Ommi Sissi brings into play a body subjected to frameworks – medical, social, moral. In this solo piece, Mohamed Issaoui draws on his experience of being hospitalized in the infectious diseases department of La Rabta Hospital in Tunis, and on the year that followed the announcement of his HIV status. A period of upheaval in which the body changes status, social attitudes become judgmental, and shame imposes silence. Ommi Sissi reveals how illness acts as a brutal revealer of norms, taboos, and the logic of exclusion.

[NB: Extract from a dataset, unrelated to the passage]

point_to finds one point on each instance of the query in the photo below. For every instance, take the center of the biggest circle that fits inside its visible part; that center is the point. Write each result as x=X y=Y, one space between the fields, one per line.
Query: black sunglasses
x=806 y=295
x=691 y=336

Traditional Tunisian dances are invoked as displaced forms, diverted from their gender assignments to become tools of emancipation and reappropriation of the body, in a journey that is as spiritual as it is political. In the midst of this ordeal, Issaoui reveals forms of resistance and resilience. Ommi Sissi poses the stage as a necessary space for speaking out, where individual stories become a lever for questioning structural violence, mechanisms of marginalization, and persistent taboos surrounding HIV.
Mohamed Issaoui
Mohamed Issaoui is a Tunisian dancer, performer, and choreographer. Trained in modern literature in Tunisia and in dance at Paris 8 University, he has developed a practice at the intersection of dance, text, and performance that draws on traditional Tunisian dances, which he reinterprets to explore social norms, gender, and sexuality. His first solo piece, Le Déserteur (2017), marked the beginning of an autobiographical body of work in which the body and the intimate become a political space.